In this, University of Wyoming political science professor Jim King says the new Democratic Party chair has a daunting task ahead of her.
“Petersen faces the challenges any party leader does in a state dominated by the other political party,” King said.
“There’s a need to build the party from the grassroots, identifying candidates for local offices and the state legislature. There were 26 state house districts [in 2008] that didn’t have a Democratic challenger (compared to 11 districts without a Republican challenger).”
But King said that despite Obama’s dismal showing in the state (Wyoming gave him the lowest percentage of votes, 33 percent, of all states), there is still some room for hope among Democrats, especially in elections for governor and statewide office.

“Despite the attention showered on presidential campaigns,” King said, “the map of gubernatorial election results provides a better guide for building the party than does the map of presidential election results. Governor Freudenthal’s two victories, especially in 2002, indicated traditionally Republican areas of the state where a Democrat can be competitive.”

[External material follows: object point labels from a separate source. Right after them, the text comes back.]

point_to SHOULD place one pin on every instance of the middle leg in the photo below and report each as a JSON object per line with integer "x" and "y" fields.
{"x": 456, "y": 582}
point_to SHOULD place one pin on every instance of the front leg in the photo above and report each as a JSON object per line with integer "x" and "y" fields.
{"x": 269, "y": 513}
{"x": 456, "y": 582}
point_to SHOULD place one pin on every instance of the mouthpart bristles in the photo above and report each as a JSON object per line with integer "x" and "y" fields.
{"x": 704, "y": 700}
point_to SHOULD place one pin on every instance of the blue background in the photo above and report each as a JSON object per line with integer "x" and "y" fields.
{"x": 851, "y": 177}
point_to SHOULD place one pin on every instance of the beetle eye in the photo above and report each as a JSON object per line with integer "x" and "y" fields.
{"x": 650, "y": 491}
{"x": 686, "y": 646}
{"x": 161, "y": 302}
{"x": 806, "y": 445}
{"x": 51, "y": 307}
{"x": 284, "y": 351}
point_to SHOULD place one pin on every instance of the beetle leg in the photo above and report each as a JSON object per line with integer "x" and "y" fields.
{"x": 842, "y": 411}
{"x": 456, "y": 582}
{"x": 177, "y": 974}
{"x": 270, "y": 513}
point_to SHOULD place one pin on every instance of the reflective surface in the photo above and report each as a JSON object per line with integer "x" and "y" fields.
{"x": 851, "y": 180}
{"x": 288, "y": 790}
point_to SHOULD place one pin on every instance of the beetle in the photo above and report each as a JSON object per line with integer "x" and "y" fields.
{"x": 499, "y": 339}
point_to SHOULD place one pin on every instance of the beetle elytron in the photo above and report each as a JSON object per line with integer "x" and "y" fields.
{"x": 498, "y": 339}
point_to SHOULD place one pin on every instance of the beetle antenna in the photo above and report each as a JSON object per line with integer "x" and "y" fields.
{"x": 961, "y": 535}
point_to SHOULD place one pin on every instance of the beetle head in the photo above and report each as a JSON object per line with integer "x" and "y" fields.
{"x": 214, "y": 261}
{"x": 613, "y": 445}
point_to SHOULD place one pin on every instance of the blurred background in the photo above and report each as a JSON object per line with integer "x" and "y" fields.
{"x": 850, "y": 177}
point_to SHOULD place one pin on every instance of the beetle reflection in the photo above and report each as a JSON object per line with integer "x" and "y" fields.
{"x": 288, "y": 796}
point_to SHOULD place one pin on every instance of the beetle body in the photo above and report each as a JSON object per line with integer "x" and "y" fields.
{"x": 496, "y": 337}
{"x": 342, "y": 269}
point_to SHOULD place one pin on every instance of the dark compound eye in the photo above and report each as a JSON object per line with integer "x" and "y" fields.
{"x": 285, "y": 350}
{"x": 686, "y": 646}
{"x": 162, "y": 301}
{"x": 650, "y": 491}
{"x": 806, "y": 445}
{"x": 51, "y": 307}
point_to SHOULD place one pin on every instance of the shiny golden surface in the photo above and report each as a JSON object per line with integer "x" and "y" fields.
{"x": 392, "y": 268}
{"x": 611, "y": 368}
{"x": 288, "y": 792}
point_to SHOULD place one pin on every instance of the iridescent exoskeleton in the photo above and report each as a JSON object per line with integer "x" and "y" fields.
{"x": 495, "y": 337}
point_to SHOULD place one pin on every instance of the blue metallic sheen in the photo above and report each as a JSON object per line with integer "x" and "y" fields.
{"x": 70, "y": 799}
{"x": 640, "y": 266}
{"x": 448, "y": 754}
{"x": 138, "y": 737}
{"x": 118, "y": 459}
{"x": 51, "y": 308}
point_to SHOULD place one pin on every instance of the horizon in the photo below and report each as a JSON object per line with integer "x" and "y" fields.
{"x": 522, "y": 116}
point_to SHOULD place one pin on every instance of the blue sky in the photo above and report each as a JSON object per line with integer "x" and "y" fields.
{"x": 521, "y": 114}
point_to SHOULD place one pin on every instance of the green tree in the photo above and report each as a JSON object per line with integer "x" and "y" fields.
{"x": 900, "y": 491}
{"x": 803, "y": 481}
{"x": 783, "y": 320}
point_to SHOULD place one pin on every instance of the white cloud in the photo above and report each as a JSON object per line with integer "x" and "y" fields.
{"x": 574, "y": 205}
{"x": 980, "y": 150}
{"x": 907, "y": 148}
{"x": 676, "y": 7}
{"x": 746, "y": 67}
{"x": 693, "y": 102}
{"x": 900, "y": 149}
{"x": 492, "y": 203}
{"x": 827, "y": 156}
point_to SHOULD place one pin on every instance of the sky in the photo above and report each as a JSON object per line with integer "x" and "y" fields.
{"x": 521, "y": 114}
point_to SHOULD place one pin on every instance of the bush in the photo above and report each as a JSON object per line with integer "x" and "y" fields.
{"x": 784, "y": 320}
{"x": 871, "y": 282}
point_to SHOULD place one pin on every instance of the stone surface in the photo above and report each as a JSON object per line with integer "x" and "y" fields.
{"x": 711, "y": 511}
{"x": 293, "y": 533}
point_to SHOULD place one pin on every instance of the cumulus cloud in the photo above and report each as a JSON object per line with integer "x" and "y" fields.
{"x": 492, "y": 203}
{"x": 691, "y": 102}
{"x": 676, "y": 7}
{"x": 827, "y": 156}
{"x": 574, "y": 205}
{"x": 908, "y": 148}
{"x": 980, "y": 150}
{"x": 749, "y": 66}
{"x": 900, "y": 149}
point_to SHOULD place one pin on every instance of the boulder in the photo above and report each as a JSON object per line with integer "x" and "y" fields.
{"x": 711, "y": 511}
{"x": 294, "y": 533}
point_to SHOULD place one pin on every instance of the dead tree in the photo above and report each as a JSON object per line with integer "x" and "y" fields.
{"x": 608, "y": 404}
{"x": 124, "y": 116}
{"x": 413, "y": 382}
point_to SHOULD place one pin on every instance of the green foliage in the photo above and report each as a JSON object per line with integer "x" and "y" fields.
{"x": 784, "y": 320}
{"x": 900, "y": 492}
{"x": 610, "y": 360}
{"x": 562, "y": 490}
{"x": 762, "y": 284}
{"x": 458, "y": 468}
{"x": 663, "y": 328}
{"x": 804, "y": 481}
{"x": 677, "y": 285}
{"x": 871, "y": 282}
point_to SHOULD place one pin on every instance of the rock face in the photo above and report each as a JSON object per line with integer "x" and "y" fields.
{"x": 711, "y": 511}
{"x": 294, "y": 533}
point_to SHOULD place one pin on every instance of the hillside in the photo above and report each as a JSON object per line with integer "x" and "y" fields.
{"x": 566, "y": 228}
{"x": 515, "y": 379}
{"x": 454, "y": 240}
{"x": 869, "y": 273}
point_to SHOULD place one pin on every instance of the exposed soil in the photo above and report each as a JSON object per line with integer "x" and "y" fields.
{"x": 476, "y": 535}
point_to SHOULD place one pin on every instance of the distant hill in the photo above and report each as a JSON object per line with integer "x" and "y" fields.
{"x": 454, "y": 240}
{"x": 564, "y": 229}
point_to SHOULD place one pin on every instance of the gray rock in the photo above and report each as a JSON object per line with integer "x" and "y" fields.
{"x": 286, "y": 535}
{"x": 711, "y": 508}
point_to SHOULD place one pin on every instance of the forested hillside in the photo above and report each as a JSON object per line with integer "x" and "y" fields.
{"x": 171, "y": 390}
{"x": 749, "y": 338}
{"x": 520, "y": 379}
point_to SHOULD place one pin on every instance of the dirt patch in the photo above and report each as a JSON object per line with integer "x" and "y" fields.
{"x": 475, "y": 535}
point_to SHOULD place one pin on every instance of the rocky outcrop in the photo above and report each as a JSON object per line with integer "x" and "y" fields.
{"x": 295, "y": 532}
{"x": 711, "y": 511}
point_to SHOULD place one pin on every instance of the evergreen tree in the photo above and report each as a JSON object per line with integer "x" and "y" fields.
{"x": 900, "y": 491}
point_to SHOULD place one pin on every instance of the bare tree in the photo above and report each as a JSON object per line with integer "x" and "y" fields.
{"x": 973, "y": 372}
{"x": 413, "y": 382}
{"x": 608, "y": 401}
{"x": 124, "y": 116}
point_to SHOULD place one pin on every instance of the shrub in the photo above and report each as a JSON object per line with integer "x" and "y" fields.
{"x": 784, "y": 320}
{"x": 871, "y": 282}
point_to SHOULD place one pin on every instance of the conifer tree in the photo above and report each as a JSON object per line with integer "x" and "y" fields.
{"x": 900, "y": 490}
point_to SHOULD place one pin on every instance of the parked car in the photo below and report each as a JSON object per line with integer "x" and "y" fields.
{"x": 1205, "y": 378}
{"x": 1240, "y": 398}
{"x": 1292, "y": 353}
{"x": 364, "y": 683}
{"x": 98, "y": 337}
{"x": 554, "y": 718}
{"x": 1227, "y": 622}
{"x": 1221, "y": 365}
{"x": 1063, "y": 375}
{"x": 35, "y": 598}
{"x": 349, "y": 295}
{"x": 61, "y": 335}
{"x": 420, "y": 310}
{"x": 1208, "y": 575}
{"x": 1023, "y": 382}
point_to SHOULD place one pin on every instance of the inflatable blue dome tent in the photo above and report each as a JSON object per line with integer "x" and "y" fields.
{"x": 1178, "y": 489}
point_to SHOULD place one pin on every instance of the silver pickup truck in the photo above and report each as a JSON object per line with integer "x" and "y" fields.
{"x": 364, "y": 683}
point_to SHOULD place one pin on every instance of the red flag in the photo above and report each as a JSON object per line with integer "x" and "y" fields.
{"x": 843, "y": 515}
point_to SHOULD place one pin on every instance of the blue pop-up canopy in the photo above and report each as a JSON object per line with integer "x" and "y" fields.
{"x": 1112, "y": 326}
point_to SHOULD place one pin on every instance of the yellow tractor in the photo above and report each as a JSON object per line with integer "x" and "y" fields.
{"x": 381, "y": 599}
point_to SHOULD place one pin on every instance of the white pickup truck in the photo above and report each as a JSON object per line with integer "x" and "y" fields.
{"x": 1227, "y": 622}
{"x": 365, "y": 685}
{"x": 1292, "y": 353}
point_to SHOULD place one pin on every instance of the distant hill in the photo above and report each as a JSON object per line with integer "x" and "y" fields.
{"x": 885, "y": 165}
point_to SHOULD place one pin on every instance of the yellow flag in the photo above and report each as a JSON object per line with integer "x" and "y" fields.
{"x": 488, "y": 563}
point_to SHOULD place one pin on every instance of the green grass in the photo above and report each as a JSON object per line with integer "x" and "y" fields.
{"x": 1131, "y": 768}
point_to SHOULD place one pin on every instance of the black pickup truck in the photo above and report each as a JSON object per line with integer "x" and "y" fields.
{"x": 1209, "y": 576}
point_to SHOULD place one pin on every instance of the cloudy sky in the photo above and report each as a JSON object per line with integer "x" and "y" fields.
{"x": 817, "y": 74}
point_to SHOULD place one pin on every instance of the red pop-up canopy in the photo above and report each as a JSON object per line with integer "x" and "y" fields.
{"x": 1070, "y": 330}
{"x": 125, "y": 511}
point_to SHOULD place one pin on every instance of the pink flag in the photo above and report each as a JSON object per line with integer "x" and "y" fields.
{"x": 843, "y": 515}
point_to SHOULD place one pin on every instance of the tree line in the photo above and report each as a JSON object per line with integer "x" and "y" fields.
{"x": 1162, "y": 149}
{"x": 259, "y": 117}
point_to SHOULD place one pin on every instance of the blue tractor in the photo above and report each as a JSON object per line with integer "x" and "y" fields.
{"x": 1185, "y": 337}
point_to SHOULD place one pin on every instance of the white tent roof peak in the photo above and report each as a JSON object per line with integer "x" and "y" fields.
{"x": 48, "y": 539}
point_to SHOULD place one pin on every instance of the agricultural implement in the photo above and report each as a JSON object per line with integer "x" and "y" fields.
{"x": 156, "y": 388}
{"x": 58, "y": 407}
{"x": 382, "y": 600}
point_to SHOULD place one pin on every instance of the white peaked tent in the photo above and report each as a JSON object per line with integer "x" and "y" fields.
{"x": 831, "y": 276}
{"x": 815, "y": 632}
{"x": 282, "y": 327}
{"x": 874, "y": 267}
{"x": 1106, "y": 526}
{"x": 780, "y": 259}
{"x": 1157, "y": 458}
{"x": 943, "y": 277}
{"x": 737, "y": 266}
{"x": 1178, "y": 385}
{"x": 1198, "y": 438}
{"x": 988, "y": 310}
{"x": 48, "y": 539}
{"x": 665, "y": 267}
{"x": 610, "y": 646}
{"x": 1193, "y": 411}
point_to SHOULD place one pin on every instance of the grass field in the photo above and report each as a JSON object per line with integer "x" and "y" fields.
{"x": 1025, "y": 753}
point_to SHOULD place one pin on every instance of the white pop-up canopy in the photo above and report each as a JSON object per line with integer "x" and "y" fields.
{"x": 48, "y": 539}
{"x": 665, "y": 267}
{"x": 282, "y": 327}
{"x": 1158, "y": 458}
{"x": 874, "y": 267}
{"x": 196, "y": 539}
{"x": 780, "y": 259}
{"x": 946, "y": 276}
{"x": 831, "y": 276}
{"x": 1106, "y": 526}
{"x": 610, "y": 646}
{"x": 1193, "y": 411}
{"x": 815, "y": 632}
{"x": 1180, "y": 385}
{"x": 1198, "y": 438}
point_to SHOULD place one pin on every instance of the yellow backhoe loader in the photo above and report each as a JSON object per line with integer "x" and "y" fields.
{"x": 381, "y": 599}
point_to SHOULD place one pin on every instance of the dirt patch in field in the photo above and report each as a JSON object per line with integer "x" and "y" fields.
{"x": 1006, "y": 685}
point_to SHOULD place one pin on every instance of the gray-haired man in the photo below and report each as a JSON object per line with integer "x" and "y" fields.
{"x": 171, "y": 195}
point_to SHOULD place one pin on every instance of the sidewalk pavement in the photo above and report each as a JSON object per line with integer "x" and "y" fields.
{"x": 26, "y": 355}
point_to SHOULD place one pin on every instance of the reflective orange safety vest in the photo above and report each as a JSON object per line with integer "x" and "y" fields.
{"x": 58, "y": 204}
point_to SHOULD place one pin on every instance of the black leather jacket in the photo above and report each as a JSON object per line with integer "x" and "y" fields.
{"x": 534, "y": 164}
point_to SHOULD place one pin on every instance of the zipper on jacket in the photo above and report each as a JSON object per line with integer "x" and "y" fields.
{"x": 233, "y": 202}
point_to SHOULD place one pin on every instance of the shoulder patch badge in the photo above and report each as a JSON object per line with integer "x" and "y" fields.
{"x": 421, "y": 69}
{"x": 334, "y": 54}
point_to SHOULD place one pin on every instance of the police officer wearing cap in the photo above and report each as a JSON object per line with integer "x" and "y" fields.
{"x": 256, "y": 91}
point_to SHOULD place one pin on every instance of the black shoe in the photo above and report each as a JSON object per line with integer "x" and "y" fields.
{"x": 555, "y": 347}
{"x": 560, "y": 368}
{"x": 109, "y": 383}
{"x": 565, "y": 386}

Despite her Teton County address, Petersen, who attended the University of Wyoming and is a former member of that school’s rodeo team, brings established state credentials into the political arena. She is well known in Cheyenne where she worked as legislative liaison for former Wyoming Gov. Ed Herschler.
Her husband, Jackson attorney Hank Phibbs, is chairman of the Teton County Commission.
“What they say about Wyoming being a small town with really long streets is really true,” Petersen said. “I can walk down any street in Wyoming and know a bunch of people. My father was founder of the Wyoming Outfitters Association and my mother was once Wyoming Snowmobiler of the Year.”